He is heavier than I thought. In a white bag with the bridge across forever printed in green on the side. A bridge upon which, I suppose, I'm going to think I will meet him. At some point, in some timeless place, when I am ready to cross with him. I am, I suppose supposed to think that he will wait and that we will cross together. But simply he is heavier than I thought. No one tells you what to expect and so my friend walks me through the simple things… breathing. There will another box inside he tells me, and inside that there will be a heavy plastic bag. "So this is what it all boils down to," I say. "No- bakes down to" he replies. And for a moment I consider the implications.
I ate the dog. It was easy to swallow a bit of grittiness- to keep him inside of me, not nourishing but present. I do not know if I can swallow the bitterness of this next pill. He is so much heavier than I thought.
We build him a box. Mahogany made with no measurement and tools that I remember from my father's shop in Brooklyn. Table saws, miter saws, pneumatic nail guns. And I act as if he isn't in there. As if that's not the face I cleaned or the body I changed, or the hand I held, or the mouth I gave water. It is not the body I made kielbasa for, or the tongue that tasted the ice cream I bought. It is not the smile at the puppy that I lay down on the bed. It is only heavier than I thought. I pretend that it is not the man who spurned me and loved me in the same breath. I pretend that I don't want to meet for coffee in between classes, or that there not moment everyday that I want to have together. This whole thing is heavier than I thought. But I couldn't keep him there any longer. I could not have his ashes in another's house. The funeral home has kept him for months, mostly because my mother didn't want him in her house, and I was not ready. This is not to say I'm ready now, I do not think I could ever be ready for the heaviness in my hands. Still I have him now.
The night he died I didn't really cry, it was only after I left the apartment and they took him away did I cry. I did not miss him but feared that he was going to feel alone. That he might be scared where he was and that I left, I left him in the hands of others and that perhaps just perhaps he was as alone as I was. I let them take him, I let foreign hands dress him in grey boxer briefs, blue jeans and white and blue striped shirt from Eddie Bauer. I let someone put him in a car and drive him away. I let them put him in a box and I didn't really ever say goodbye. I let someone else take him, and what if he was scared and I wasn't there? What if for all of his heaviness he felt like he might weigh nothing compared to the size of the universe. And I can never forgive myself for this.
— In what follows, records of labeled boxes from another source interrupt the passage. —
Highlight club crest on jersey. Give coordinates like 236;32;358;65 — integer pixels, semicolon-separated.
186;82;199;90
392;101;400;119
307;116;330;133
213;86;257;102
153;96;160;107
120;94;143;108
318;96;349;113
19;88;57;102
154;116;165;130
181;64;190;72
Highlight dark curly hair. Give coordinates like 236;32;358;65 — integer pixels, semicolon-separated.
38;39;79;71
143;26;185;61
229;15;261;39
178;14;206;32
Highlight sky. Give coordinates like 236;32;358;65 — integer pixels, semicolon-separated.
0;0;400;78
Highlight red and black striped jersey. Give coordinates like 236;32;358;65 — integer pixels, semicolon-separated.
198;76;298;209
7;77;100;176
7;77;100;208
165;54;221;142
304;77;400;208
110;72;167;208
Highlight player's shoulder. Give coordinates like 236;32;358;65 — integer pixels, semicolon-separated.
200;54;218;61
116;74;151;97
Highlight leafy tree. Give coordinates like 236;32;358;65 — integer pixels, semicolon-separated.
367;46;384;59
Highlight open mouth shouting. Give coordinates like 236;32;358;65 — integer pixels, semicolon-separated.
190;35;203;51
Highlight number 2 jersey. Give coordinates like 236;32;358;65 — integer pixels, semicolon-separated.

This grief is heavier than I thought. It sneaks upon you at the odd moment- Buying tea, looking and a clock, some child with a watercolor, every time I breath in. I have run out of words and just when I think I have run out of tears there is another, and another until the ark returns from the shore.
I picked up my father today, brought him home in a container not so different from the original, for the first time I carried him, and for the first time he watches over me.